Manufacturers of all sizes today face ever-greater volumes of data, all streaming in at high velocity and in a dizzying variety of formats – all of it needing to be being captured and analyzed. Today, manufacturers’ essential “big data” challenge is figuring out how to effectively harness and leverage the massive amounts of data collected from various sources.

Because many business and supply-chain management systems are “siloed” within the manufacturing enterprise, and data are not delivered in real-time to the correct decision makers in an easily digested format, much of the data collected today doesn’t have sufficient value, according to Bob Dean, executive director of business transformation at Cisco.

To collect, analyze and report the data dynamically – and ultimately help drive innovation, quality and cost savings throughout the organization – Dean recently wrote at Manufacturing.net that manufacturers need to “stitch” these various business systems into a cohesive and integrated decision engine by harnessing “Data in Motion” – a way for increasingly more and diverse data types from new devices and sensors to function at maximum value while still in motion.
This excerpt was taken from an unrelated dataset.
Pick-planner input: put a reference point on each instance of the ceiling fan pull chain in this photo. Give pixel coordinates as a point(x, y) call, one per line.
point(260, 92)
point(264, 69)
“Take pressure sensors, which have been widely deployed across plant floors to monitor systems and ensure they are applying pre-defined parameters,” Dean notes. “If controlled by higher-level manufacturing execution systems, this same sensor data could be used in deciding whether to change the pressure envelope based on customer requirements or quality inspections across the entire factory, or even across sites. True business benefits accrue when Data in Motion flows freely across silos.”

As “big data” becomes a bigger challenge and a higher priority for manufacturers, it will also become an opportunity to gather valuable insights, decrease costs, increase profit and drive quality.